-
Jesteś przewrażliwiona na swoim punkcie, bo moja druga wypowiedź była raczej w miłym tonie i miała przekazać "sama znajdź w sobie siłę, bo nikt Ci nie może pomóc prócz Ciebie, trzymam kciuki", a Ty mnie atakujesz i to jest najżałośniejsze w tym forum - zawsze kiedy się chce komuś pomóc i wyraża swoją opinię to ktoś Cię atakuje, za bezinteresowną pomoc (bo wybacz, ale ja z Twojej strony nic nie oczekuję, ani niestety żadnej fachowej wiedzy na tym forum się nie uświadczy).
P.s.(do czytelniczek ogólnie) Sorry, ale jak jesteście doskonałe to skąd wasza nadwaga/otyłość?
P.s. 2. Poużalajmy się nad sobą - fakt "jestem taaaaka gruba, wspierajcie mnie, bo sięgnę po kolejne ciasteczko" - a sięgaj sobie - Twoje zdrowie, Twój wygląd, Twoje życie, nie nikogo z tego forum.
P.s.3. Uważam, że moje "trzymam kciuki" jest szczersze niż "DaSz RaDę KoChAnA"
P.s.4. Swoją drogą to dlaczego nie zaatakowałaś Aniołka, która również z ironią napisała o pierwszym hamburgerze itp?
-
Fakt Arianek nie nalezy do ''slodziudkich'' osob i dobrze ;] tacy ludzie są bardzo potrzebni i tu i wszedzie, a wiedze ma wielka za co go podziwiam wiec nie zryjcie sie tu tylko leccie pocwiczyc
Nio ja mysle ze najtrudniej jest chudnac powoli ale zdrowo, co niektorzy juz wiedza ze nie warto rzucac sie na diety cud i chudnac szybko, efekt jest nie trwaly i wszystko odbija sie na zdowiu, naprawde bede cie podziwiac jesli bedziesz potrafila wytrwac w swoich postanowieniach, bo ja np zawsze popadam w skrajnosci, albo jem full albo prawie nic teraz sie staram tego oduczyc :] a takie stopniowe dietkowanie jest co prawda wolne ale i duuuuuzo zdrowsze trzymam kciuki
-
Arianek ja Cię nie atakuję tylko się bronię. Pozatym forum służy do wspierania się w odchudzaniu a nie przytłaczania ludzi słowami "w Tobie siła, nikt inny Ci nie pomoże" owszem może pomóc i to bardzo.
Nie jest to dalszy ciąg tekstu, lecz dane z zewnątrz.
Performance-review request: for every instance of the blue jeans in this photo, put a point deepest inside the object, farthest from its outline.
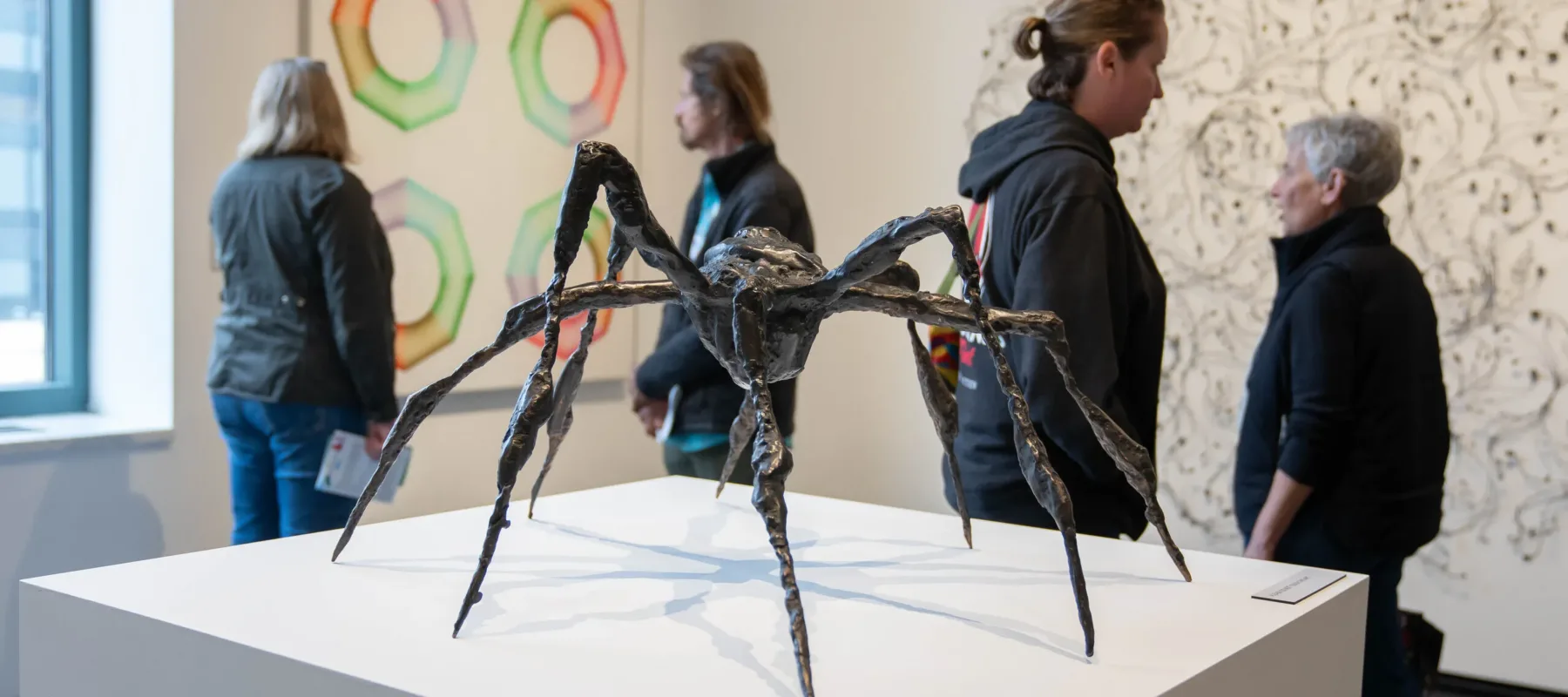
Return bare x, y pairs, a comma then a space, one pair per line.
274, 456
1385, 669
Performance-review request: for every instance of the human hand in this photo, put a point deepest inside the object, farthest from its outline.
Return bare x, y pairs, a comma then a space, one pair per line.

Niestety nie wszyscy są tacy twardzi jak Ty i oschłe reguły i komentarze nie pomagają im.
Po peirwsze może jesteśmy doskonałe w czymś innym i nasze życie nie kręci się tylko wokół odchudzania?? Po drugie nikt tu się nad sobą nie użala (przynajmniej nie w tym temacie) Po trzecie trochę więcej życzliwości dla innych (którzy mają podobne problemy z sylwetką jak my wszyscy) zastąpiłoby bez wątpienia "DaSz raDę KoChaNa". A Aniołka nie zaatakowałam bo to było ostrzeżenie a nie ironia.
Jeżeli poczułeś się w jakiś sposób zaatakowany moją krytyką to przepraszam...mam odwagę to zrobić.Pozatym nie chcę żeby ten temat był złożony tylko z wzajemnych docinków Kalorkaaa-Arianek.
-
Ja też nie, więc przepraszam za moją oschłość - po prostu muszę brać poprawkę, że to co lubi facet (twarde stwierdzenia) trochę inaczej działają na kobiety.
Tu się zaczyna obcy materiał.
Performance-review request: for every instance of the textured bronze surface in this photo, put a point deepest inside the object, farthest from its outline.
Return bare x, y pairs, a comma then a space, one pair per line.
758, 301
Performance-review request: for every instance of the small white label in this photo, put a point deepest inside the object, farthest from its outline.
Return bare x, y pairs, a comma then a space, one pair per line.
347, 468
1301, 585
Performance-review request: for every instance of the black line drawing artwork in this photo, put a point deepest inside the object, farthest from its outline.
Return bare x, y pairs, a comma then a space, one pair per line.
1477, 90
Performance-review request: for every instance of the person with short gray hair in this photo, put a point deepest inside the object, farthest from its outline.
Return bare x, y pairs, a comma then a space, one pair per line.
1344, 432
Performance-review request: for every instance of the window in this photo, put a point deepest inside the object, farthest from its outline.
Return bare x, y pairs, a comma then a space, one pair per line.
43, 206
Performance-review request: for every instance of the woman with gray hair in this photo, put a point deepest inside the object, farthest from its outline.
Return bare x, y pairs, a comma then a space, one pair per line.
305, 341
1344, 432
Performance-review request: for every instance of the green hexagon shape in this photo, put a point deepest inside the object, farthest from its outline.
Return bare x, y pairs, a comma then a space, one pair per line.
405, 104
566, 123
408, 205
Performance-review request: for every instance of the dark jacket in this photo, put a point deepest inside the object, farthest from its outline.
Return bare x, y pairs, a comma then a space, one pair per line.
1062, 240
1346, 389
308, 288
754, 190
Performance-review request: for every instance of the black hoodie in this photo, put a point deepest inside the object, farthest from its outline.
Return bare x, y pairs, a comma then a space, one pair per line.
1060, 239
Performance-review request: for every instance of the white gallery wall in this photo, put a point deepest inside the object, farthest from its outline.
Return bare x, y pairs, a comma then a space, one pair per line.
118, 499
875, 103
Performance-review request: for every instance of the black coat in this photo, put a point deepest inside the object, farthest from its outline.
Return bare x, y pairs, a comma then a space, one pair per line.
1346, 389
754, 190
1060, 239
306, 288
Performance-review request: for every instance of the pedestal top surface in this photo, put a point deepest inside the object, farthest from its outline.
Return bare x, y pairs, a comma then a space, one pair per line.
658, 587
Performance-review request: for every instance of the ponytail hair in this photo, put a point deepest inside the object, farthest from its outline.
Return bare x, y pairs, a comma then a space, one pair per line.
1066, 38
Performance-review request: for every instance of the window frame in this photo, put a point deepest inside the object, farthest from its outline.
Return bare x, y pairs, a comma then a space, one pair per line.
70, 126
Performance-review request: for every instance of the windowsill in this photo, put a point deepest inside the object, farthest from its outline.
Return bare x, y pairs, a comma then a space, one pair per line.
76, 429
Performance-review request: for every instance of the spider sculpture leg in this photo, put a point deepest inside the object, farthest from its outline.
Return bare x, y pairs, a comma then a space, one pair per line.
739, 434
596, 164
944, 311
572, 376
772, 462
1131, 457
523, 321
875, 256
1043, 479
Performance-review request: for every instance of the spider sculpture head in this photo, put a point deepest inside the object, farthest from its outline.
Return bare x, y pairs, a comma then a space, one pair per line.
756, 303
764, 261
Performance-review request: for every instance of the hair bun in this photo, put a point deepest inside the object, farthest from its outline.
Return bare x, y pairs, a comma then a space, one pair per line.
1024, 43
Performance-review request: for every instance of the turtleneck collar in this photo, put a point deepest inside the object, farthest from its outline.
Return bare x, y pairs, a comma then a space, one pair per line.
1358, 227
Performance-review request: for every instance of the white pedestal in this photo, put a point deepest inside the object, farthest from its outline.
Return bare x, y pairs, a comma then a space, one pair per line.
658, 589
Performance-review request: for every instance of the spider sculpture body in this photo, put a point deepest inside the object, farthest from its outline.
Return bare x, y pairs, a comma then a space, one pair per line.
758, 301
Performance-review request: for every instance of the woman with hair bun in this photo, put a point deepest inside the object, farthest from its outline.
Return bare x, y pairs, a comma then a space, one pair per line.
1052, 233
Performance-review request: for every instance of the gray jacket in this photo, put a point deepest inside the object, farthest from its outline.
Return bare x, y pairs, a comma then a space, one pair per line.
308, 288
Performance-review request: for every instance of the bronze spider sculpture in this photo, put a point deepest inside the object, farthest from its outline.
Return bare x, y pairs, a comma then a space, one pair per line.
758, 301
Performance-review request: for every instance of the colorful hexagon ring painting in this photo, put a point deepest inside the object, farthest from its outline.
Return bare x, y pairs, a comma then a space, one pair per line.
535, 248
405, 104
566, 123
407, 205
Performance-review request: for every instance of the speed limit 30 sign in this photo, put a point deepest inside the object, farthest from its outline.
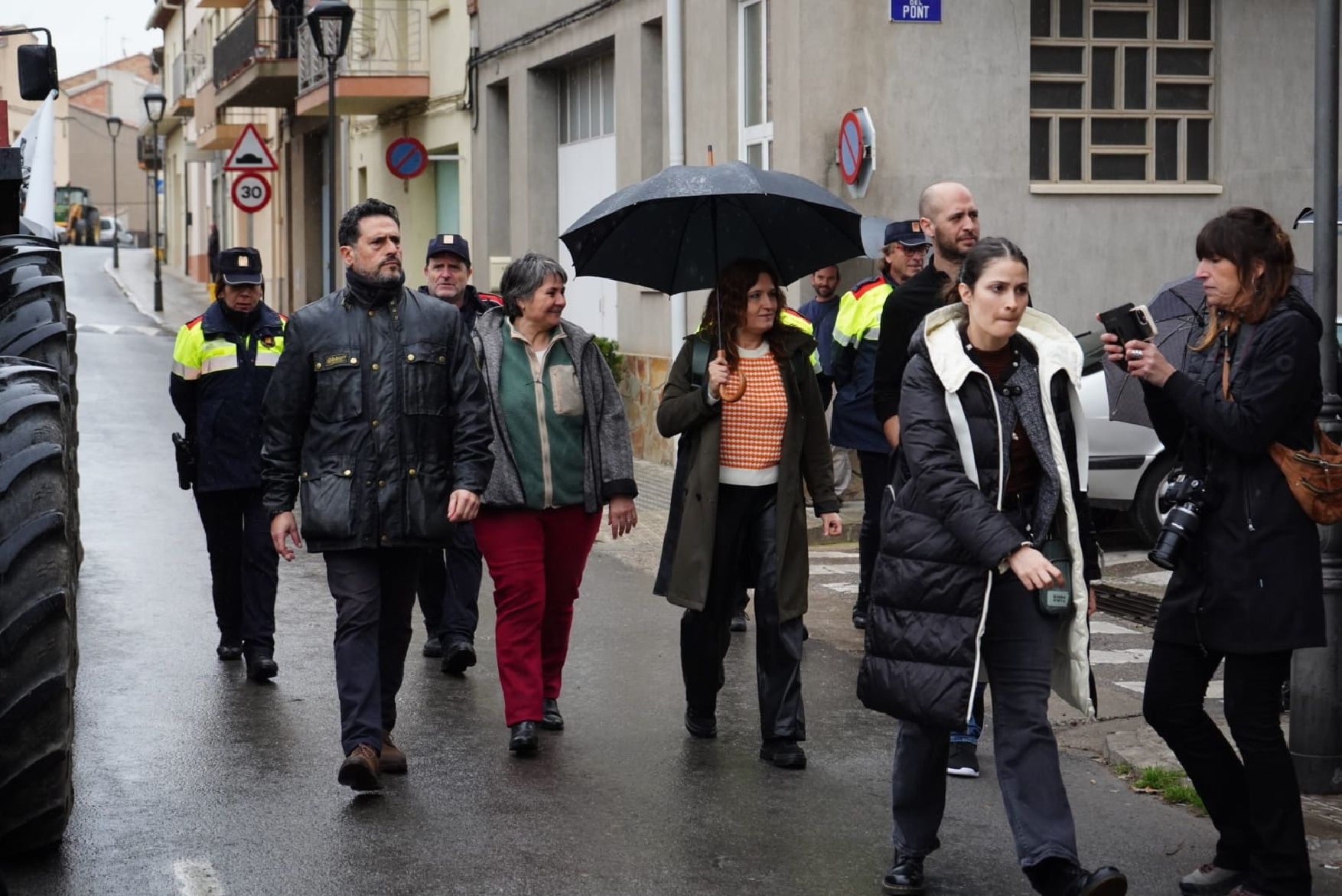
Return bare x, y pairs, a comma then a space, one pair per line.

P.s. A kciuki poważnie trzymam - za każdego kto się odchudza, bo wiem jak to jest potrzebne i jak cieszy schudnięcie.
-
Ja tam też uważam, że najpierw trzeba być szczerym, potem miłym....Co prawda czasem jakieś "ekstrawagancje" Arianka (typu twarożek i kurczak do każdego posiłku) działają mi na nerwy ale i tak lepsze to niż ciągłe użalanie się nad sobą.... Bo pomoc to nie mogą być tylko puste frazesy. Owszem, miło jest usłyszeć "dasz radę", ale to "dasz radę" to każdy sam może sobie powiedzieć, taka prawda...
-
To się cieszę że wszystko sobie wyjaśniliśmy...
Wczoraj zjadłam 1240kcal więc chyba nie jest źle... Pierwszy dzień za mną... Usunęłam podziałkę wagi bomuszę się zważyć w szkole we wtorek tak na poważnie, bo od mojej wagi niestety nie mogę wiele wymagać (w zależności gdzie postawię inaczej wskazuje)
Pozdrawiam wszystkich
-
Kalorka ja się odchudzam wg lustra dlatego ze np. ważąc 60kg wyglądałem fatalnie, a teraz przy 78kg mam jędrniejszą skórę i wyglądam szczuplej , więc może też spróbuj.
A 1200kcal to bardzo dobry wynik - metabolizm nie zwalnia a chudniesz
-
też się cieszę....No to zobaczymy jak będzie jutro...narazie mam dużo nauki na głowie i olimpiadę...dzisiaj nawet mi w brzuszku nie burczało to chyba dobrze prawda?? jak jesteśmy głodni to wiecej zjemy i sie wiecej ułoży...
PS Arianku (tylko się na mnie nie denerwuj ) widzisz jak chcesz to potrafisz milej...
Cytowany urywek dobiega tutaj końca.